Slow Performance, High Latency, Speed drops Truenas 12

Frollo · Feb 7, 2022

Greetings yall, hoping to get some help wrapping my head around the issue I'm seeing. I have always been having issues similar to the experience in the following post

SOLVED - Transfer speed drops after the first trasfer

Good afternoon to everyone, I'am new to FreeNAS and I'm struggling with some strange network behaviour and low trasfer speed. I upgraded my old configuration to meet a "decent" quality for running a home backup server without any big expectations. I use Dell T1600 workstation with Xeon 31225...

www.truenas.com

which I have attributed to hardware or some other inadequate configuration but performance was tolerable as I could burst to 10GB writes now and again and sustain ~6GB/s until the crash in speed. After updating to 12.0-U8 I'm experiencing worsening performance that I would like some assistance with.

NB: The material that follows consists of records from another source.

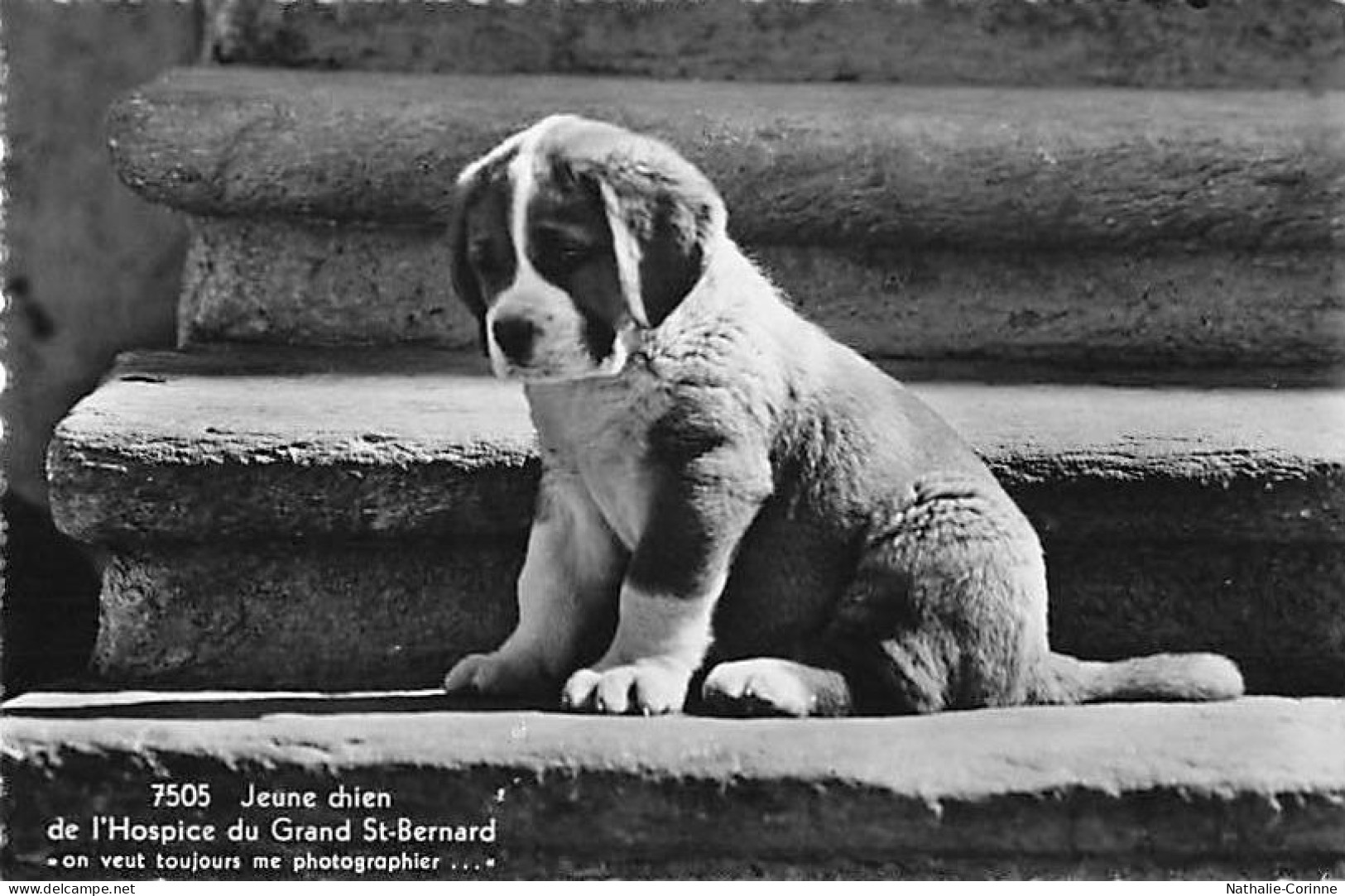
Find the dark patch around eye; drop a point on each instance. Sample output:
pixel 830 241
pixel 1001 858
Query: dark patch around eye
pixel 570 245
pixel 490 251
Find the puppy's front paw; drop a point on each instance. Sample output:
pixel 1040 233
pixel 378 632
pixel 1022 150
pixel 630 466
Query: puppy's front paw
pixel 770 687
pixel 497 674
pixel 646 687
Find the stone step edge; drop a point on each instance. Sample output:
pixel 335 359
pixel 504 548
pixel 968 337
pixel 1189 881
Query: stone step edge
pixel 915 42
pixel 815 165
pixel 419 444
pixel 284 281
pixel 1123 780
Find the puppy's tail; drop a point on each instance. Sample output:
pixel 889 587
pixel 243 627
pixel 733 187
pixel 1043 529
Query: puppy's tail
pixel 1162 677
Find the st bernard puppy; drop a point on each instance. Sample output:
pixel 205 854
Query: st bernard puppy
pixel 736 513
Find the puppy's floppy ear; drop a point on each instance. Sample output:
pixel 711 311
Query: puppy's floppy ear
pixel 665 218
pixel 464 279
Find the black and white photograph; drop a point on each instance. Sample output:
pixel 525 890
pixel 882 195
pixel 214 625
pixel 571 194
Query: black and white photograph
pixel 673 440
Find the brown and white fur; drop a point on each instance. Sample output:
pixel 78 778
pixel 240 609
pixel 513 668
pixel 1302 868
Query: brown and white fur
pixel 736 511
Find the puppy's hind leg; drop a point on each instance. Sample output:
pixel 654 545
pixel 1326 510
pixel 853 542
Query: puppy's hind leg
pixel 949 604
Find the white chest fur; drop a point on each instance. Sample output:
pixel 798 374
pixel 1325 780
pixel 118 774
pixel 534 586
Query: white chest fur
pixel 596 431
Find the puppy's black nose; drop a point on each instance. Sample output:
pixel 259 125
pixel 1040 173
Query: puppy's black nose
pixel 514 337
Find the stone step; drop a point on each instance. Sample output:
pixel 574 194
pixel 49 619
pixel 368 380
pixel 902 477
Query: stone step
pixel 1295 43
pixel 1247 788
pixel 1145 229
pixel 284 518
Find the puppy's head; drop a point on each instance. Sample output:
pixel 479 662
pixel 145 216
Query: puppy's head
pixel 572 238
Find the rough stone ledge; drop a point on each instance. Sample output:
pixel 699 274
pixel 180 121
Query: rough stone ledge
pixel 811 165
pixel 265 443
pixel 1006 42
pixel 1244 780
pixel 281 281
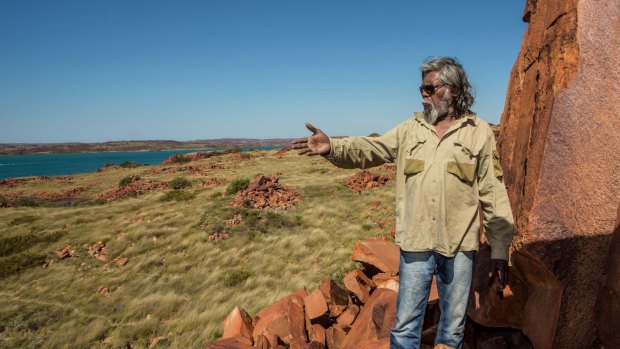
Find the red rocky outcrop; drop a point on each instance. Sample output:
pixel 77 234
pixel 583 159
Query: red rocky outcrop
pixel 558 144
pixel 266 192
pixel 608 305
pixel 365 180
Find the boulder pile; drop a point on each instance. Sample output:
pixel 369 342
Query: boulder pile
pixel 213 182
pixel 65 252
pixel 219 236
pixel 98 251
pixel 365 180
pixel 63 195
pixel 360 315
pixel 265 192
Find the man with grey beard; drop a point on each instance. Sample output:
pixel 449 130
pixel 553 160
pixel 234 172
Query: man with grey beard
pixel 447 170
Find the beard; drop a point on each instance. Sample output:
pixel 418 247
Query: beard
pixel 432 111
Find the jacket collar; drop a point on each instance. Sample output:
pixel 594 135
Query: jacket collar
pixel 470 117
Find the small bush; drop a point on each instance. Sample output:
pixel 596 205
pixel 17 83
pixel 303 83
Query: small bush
pixel 125 181
pixel 180 183
pixel 237 185
pixel 235 276
pixel 23 220
pixel 178 195
pixel 367 226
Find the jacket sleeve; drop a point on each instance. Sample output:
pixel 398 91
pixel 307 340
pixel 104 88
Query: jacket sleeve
pixel 497 215
pixel 364 152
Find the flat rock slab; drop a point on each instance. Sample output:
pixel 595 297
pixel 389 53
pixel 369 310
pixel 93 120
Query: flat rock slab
pixel 559 142
pixel 383 255
pixel 608 305
pixel 372 327
pixel 534 291
pixel 238 324
pixel 228 343
pixel 285 318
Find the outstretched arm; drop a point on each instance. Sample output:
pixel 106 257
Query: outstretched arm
pixel 317 144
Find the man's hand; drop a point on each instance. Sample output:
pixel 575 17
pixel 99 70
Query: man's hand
pixel 317 144
pixel 499 270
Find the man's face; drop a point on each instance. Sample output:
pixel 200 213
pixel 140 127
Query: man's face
pixel 436 100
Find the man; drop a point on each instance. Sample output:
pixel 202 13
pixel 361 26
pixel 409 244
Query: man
pixel 447 167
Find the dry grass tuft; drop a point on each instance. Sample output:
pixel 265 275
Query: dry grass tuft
pixel 178 285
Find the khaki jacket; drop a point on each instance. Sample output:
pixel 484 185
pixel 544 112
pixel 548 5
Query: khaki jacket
pixel 440 183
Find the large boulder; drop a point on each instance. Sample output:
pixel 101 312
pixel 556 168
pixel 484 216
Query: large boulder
pixel 371 329
pixel 608 305
pixel 285 319
pixel 559 141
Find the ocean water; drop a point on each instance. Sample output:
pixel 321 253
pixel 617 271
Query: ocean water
pixel 71 163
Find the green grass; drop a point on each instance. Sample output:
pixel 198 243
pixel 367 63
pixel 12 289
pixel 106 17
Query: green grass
pixel 177 284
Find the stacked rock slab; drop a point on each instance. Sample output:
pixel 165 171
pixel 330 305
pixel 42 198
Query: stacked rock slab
pixel 560 144
pixel 608 305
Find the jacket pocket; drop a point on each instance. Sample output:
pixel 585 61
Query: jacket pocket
pixel 414 149
pixel 465 172
pixel 464 164
pixel 497 167
pixel 413 166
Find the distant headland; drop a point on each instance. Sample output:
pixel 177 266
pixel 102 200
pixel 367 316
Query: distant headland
pixel 58 148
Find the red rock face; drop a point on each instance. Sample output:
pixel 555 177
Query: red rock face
pixel 559 144
pixel 608 306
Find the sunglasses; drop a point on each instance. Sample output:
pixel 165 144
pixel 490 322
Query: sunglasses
pixel 430 89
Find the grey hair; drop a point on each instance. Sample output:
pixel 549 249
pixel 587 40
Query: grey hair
pixel 452 74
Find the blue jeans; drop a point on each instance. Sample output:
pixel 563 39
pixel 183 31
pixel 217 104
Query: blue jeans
pixel 416 272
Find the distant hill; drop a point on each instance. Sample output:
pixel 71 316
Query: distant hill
pixel 38 148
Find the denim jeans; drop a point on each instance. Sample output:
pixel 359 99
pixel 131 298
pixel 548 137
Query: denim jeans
pixel 416 272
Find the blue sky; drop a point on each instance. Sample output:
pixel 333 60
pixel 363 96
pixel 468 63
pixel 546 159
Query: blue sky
pixel 91 71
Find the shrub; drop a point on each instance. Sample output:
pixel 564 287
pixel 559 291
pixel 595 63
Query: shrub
pixel 125 181
pixel 180 183
pixel 237 185
pixel 23 220
pixel 178 195
pixel 235 276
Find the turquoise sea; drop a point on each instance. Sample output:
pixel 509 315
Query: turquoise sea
pixel 70 163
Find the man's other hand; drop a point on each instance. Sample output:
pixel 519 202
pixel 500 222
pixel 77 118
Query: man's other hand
pixel 499 270
pixel 317 144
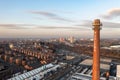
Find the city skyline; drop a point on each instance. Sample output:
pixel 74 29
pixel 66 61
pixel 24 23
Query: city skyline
pixel 56 18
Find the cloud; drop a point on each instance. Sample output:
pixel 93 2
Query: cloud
pixel 63 27
pixel 111 14
pixel 51 15
pixel 16 26
pixel 88 24
pixel 33 26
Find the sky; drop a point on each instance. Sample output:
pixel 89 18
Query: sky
pixel 58 18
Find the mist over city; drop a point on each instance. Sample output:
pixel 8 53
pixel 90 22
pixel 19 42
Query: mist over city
pixel 59 40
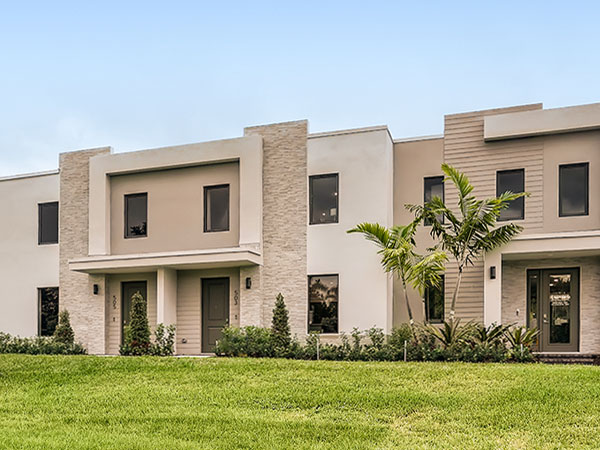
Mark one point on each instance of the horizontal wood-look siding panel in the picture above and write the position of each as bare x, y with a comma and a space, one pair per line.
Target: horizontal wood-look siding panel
465, 149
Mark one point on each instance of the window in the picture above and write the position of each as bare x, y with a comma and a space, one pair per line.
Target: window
323, 303
47, 311
323, 193
573, 190
433, 187
216, 208
48, 223
434, 303
136, 215
513, 181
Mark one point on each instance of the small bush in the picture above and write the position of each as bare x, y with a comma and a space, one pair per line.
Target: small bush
280, 328
64, 332
471, 344
247, 341
136, 341
164, 340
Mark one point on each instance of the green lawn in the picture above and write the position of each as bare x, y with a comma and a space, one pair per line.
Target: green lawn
95, 402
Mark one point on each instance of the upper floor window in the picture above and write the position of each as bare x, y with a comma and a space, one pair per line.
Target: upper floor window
573, 189
433, 187
216, 208
48, 223
323, 303
136, 215
323, 194
47, 310
434, 303
511, 181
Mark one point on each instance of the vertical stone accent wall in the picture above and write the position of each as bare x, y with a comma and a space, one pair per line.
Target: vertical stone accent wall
284, 228
76, 294
514, 294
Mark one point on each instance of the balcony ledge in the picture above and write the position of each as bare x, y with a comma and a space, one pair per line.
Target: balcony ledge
179, 260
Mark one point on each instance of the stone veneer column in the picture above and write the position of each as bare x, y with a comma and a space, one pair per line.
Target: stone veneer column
76, 289
285, 212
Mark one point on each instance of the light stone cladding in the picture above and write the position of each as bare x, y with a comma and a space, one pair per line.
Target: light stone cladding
271, 245
284, 229
76, 289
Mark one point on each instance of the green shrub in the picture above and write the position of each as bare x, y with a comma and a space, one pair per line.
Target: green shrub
136, 341
247, 341
164, 340
280, 328
64, 332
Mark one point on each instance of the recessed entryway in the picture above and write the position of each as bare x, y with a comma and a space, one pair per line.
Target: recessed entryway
215, 311
553, 308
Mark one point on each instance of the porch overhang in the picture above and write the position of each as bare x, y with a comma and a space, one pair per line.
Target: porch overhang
531, 246
183, 260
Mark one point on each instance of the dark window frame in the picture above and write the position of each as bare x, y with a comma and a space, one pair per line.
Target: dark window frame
311, 196
308, 278
521, 199
425, 179
426, 300
587, 189
40, 207
39, 303
126, 217
206, 190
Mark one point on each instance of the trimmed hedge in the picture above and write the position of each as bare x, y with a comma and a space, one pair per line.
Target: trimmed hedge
374, 345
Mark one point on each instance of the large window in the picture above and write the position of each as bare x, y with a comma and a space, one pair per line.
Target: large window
434, 303
48, 223
323, 194
136, 215
513, 181
323, 303
216, 208
433, 187
573, 190
47, 311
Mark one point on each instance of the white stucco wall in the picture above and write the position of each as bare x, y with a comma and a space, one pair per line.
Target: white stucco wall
364, 162
25, 266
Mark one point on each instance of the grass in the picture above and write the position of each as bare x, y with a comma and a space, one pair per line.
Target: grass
174, 403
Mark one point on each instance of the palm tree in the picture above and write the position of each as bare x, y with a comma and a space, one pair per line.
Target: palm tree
473, 231
398, 255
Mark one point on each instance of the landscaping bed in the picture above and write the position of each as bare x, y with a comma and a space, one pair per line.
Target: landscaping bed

This is a home lab environment primarily hosting VM storage and Game storage (largely steam) via iscsi due to game mounting requirements and issues. I will out myself right out of the gate and state that the zvols are raidz1 (3 drives) and I know that it is not ideal for block storage as per @jgreco and his wonderful posts and guides. While it is a less than ideal state I haven't procured the drive(s) to move everything over and blow away the pool yet. That said the network performance is abysmal atm between the NAS and Windows 11 over iscsi (jumbo frames or not). Based on some of the guides and posts I have seen of others troubleshooting I am posting the performance across the drives which is showing I should be able to hit 10g speeds (which I had prior to 12.0-U8)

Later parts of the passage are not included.